Ground hog pest control

pretbek

Member
Jun 23, 2015
105
4
Disclaimer: sorry, no pics.

Last Saturday I went out to the corn fields of a farmer that gave me permission to shoot there to diminish the amount of groundhogs.

The corn was just taken down, but he hadn't had time to mow the edges of the field to clear the long grass and weeds. When I did an initial walk-around (more like bushwhack-around) of the nearest fenced edges of the fields I found about 7 groundhog burrows. I marked all of them, because I hadn't remembered to check if they were _active_ burrows, by looking for swarming flies and such.
Yeah, I'm pretty new at this. 

After finding a good high spot which visually covered 4 burrows and making sure I stayed downwind I set up my tripod and kept scanning the field of stubby corn stalks.
After half an hour I had still not spotted any movement so I tried my luck along the fence of the field with 3 horses where I had marked 3 more burrow locations. No deal either; I saw the back half of a groundhog as I accidentally chased it into a big pile of discarded boards, pallets and other trash. He wasn't going to come out anytime soon and none of the other burrows provided any groundhogs. 

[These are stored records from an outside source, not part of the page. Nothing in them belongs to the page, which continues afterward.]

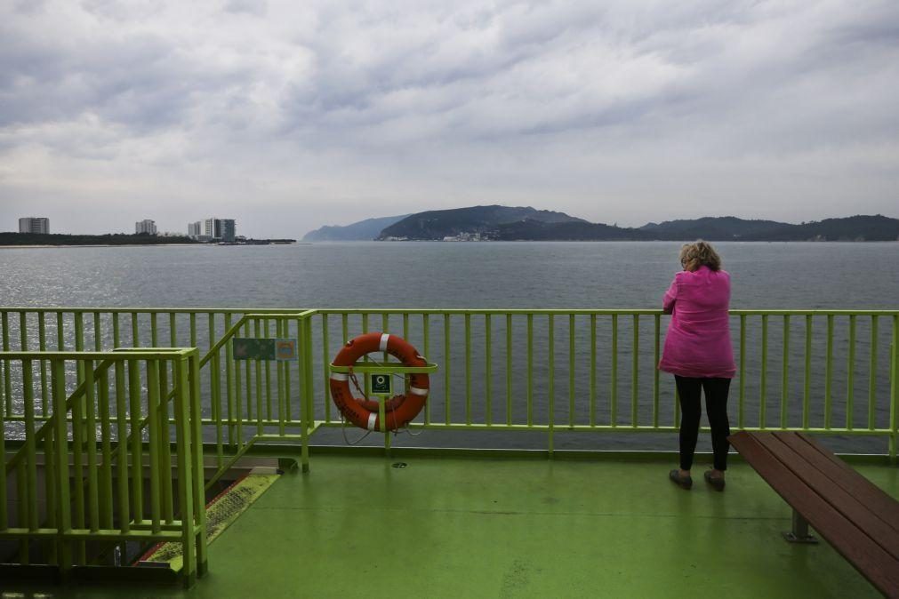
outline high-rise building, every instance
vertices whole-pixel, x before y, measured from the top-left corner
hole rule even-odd
[[[156,234],[156,223],[150,219],[145,219],[138,223],[134,224],[134,232],[136,233],[146,233],[150,235]]]
[[[19,233],[42,233],[44,234],[50,232],[50,219],[43,216],[25,216],[19,219]]]
[[[226,242],[234,242],[236,227],[233,218],[226,218],[222,221],[222,239]]]
[[[203,233],[210,239],[220,239],[223,242],[233,242],[236,227],[233,218],[207,218],[203,221]]]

I went back to my original high ground in the corn field, by this time shadows were getting long, less than an hour before sunset. After scanning for about 10 minutes I spotted a big groundhog scurrying around, taking its regular 15 second pauses to make sure nothing dangerous was going on. That behavior is exactly their undoing: I lasered him at 54 yards, checked my dope card taped to the stock of my .22 410E, held .8 mil dots high, held half a mildot off for the wind and squeezed the trigger. I was happy to see I hit well: the hog tucked its head immediately, did a little tremble with its legs while it slowly rolled into its back and then laid still. 
I waited another 15 minutes, hoping another groundhog would venture out, looking for leftover corn cobs, but it was going to be just the one for the evening.

I went to retrieve the groundhog and saw that the pellet hit between the eye and the ear. 

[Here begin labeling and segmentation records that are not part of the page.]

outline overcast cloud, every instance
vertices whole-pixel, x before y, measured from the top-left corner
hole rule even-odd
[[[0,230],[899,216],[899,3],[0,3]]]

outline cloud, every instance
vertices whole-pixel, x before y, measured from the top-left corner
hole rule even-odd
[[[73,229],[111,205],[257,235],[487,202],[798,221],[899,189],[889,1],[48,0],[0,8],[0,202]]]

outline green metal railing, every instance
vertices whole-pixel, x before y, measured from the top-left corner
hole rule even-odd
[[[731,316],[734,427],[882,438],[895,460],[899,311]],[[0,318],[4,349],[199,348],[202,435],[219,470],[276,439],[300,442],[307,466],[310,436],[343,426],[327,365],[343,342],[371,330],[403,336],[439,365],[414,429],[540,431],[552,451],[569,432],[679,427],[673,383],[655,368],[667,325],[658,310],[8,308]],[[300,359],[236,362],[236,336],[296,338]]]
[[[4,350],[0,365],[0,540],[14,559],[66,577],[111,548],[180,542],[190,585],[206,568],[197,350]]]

As as soon as you guys tell me how I can spot and target more than 1 groundhog per evening, I will have more successful outings to report on. But to be honest, I'm actually quite happy I got the one. 
 
ezerhoden14, it shoots JSB 18.1 at 900 fps (890-910-890 fps). It is most accurate with those. I have tried them slower and also tried 15.9's at high and low velocities (I had a throttle screw installed by Pomona Air), but these pellets at this speed works the best.

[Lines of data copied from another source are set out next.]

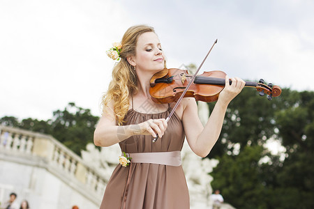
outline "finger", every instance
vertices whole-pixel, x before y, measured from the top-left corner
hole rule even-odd
[[[225,75],[225,86],[230,86],[230,83],[229,82],[229,76],[227,75]]]
[[[156,137],[157,137],[156,134],[155,133],[155,132],[154,131],[154,130],[150,127],[147,127],[147,131],[151,134],[151,136],[153,136],[154,138],[155,138]]]
[[[160,137],[163,136],[163,134],[164,134],[165,130],[165,126],[163,125],[163,121],[161,120],[162,119],[156,119],[156,120],[153,121],[159,127],[159,129],[161,131],[161,134],[162,135],[160,136]]]
[[[163,126],[165,127],[165,130],[168,127],[168,123],[167,123],[167,121],[165,118],[161,119],[161,121],[163,122]]]

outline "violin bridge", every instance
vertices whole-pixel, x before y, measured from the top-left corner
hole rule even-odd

binfordw, I never use the safety on any airgun that I own. I only load a pellet when I am about to shoot and I never leave a loaded rifle unshot: If I lose the opportunity, I shoot into the ground.
If I were a proper hunter, I'd probably scare quarry away that way, but I'm just meddling with pest control.
 
I just took a shot today at a 8-10 lb hog at 30 yards, square hit between the eye and ear, he made it back to his hole about 5 yards away, little upset about the possibility of only wounding him, was a decent amount of blood right at his entrance. Shot him with FX Bobcat .22 18.1gr JSB at 860fps. he's burrowed under my shed and collapsed a slab. I'll find out if I got him when I replace that slab or he shows his face again :/
 
ezerhoden14I just took a shot today at a 8-10 lb hog at 30 yards, square hit between the eye and ear, he made it back to his hole about 5 yards away, little upset about the possibility of only wounding him, was a decent amount of blood right at his entrance. Shot him with FX Bobcat .22 18.1gr JSB at 860fps. he's burrowed under my shed and collapsed a slab. I'll find out if I got him when I replace that slab or he shows his face again :/


I am sure he has past on if you shot him between eye and ear. I know these guys are like little tanks, but they don't normally survive after a good head shot.

Pretbek- I have found no magic to groundhog hunting other than that they are mostly out in evenings. You will just have to check back whenever conditions are good.